A few days ago I saw a link to a video about some ‘retribution’ meted out to a shoplifter at Shoprite, not sure if it’s Lagos or Abuja at this time.

The video starts with a lot of people screaming and a young lady who’s had most of her clothes ripped off, held by a young man who appears to be shielding her from the mob. She’s crying. The chanting is inaudible and then the video goes blurred for a few seconds. By the time it’s back she’s completely naked, crying even harder, and trying very unsuccessfully to cover her breasts and privates with her hands, and also stop the thronging mob from touching her. I have tears in my eyes at this point, the scene is reminiscent of people poking at a caged animal. I wonder if there aren’t any police men at the mall.

It gets worse; the lady trips and falls. I find myself asking, ‘why on earth are they trying to carry her’?  My answer lies in the next few seconds. She’s lifted, legs spread wide apart, and unhindered, some of the men start to touch her breasts and vagina. Others are content to film, take pictures, laugh and/or scream. I’ve had enough, but the video’s just about done too. All of three minutes and nine seconds, but that young lady will live with the trauma of this incident for the rest of her life.

This incident isn’t novel, neither is it isolated. We have become so disenchanted with our legal system that we have become judge and jury unto ourselves; we’d rather distribute punishment ourselves, and in the most barbaric and dehumanizing of ways. I could regal you with tales of close friends who narrowly escaped lynching, or some other mob action, and they were innocent!

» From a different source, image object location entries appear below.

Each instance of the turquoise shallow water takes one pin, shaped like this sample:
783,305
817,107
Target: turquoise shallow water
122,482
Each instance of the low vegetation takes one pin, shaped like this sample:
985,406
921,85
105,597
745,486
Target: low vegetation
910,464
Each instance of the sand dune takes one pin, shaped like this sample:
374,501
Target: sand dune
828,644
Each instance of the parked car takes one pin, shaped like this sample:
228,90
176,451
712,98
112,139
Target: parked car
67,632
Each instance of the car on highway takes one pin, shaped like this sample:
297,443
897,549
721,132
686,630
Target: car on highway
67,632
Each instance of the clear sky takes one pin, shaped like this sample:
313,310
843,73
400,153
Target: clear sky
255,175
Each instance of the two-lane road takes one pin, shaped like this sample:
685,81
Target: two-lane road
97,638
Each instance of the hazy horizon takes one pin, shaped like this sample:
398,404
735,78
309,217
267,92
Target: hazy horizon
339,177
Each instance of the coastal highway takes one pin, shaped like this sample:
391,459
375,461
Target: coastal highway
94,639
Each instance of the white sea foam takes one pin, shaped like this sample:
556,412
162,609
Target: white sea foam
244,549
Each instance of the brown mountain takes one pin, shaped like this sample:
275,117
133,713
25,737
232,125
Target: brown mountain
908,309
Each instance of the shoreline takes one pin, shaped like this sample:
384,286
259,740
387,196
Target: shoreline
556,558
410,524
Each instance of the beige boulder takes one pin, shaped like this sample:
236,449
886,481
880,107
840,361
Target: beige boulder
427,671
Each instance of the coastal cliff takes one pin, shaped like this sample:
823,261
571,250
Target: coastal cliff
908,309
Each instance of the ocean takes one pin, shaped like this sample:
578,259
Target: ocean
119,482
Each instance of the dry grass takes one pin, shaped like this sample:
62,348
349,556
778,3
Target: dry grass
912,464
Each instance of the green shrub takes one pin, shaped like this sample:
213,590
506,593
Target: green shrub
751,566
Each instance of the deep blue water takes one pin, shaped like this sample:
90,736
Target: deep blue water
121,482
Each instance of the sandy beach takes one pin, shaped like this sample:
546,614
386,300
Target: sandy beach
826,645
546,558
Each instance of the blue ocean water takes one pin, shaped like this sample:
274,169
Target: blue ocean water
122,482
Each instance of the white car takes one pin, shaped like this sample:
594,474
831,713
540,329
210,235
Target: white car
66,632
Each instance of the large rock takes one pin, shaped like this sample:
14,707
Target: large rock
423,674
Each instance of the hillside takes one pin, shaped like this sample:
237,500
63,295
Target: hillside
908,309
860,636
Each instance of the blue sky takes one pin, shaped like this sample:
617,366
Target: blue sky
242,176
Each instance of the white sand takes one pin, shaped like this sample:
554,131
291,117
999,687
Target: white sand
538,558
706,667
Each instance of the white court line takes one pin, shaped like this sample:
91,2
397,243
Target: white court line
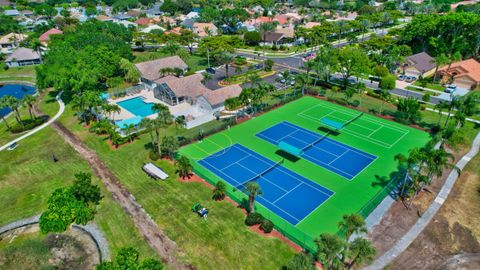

Very recently our sensibilities were jarred by the murder if four students in Aluu, a hitherto unknown town in Rivers State, Nigeria. Details are still sketchy but the most popular story has it that the four young men, students at the University of Port Harcourt had gone early in the morning to recover a debt owed one of them. The debtor didn’t have the money and in the argument that ensued, started shouting, ‘thief thief’. Like ants to sugar, a crowd gathered, and without inquiring, the boys were rounded up, stripped, paraded through the town, beaten, clubbed, and then burnt. Horrible. Simply horrible.

Since a video of the gruesomeness went viral, countless individuals and groups have called for the prosecution of the mob that killed these young men. Movements have been born, hashtags have trended, and the emotion is almost palpable.

I joined one of such movements on Friday, the one calling for signatures to pressure the National Assembly to pass a bill outlawing mob action. It was started by @ofilispeaks, and currently stands at just under 3, 500 signatures, including mine.

Then, riding on the pent-up emotions from the video of the young lady I watched, I wondered to myself how I could help drive the campaign even further. I spoke to a very close friend of mine, a lawyer whose years of practice are a year shy of my age. My conversation with him? Let’s just say I did a U-Turn at the end of it.

Popular sentiment aside, we cannot ask for a new law addressing ‘mob action’ because embedded in our Criminal Code (for the South), and the Penal Code (for the North) are laws covering the act against the #Aluu4 – murder.

Matter of fact, we could tease out a minimum of four charges against the mob. Let’s start from,

1. Murder: everyone involved, active participants

2. Conspiracy to commit murder: since one person cannot conspire within himself, they all did, whether directly or indirectly)

3. Accessory to murder: the people standing by who did nothing to stop the murders, the ones who brought the fuel, tires, those taking pictures, filming, etc.

4. Incitement: the ones shouting, egging the perpetrators on, etc

5. Obstruction of justice: everyone present, even though witnesses say the Police in a van near by did absolutely nothing so technically there was no obstruction.

Are there provisions for each/all of the charges within Nigerian laws? Yes. Last I checked, more than ten people have been arrested and arraigned over the murders, further confirming that what we have is not a lack of laws, but the moral courage to effect them.

We lack the equality before the law which is why we made such a song and dance about #Aluu4 but just whisper a prayer for the souls that perish by the day via the floods, bombings, or the several violent cries rocking Nigeria at the moment.

We lack education, basic civic education that teaches us to respect life, human rights, and instills in us a natural abhorrence for mob action, or other expressions of jungle justice.

That, my friends, is what we should campaign about.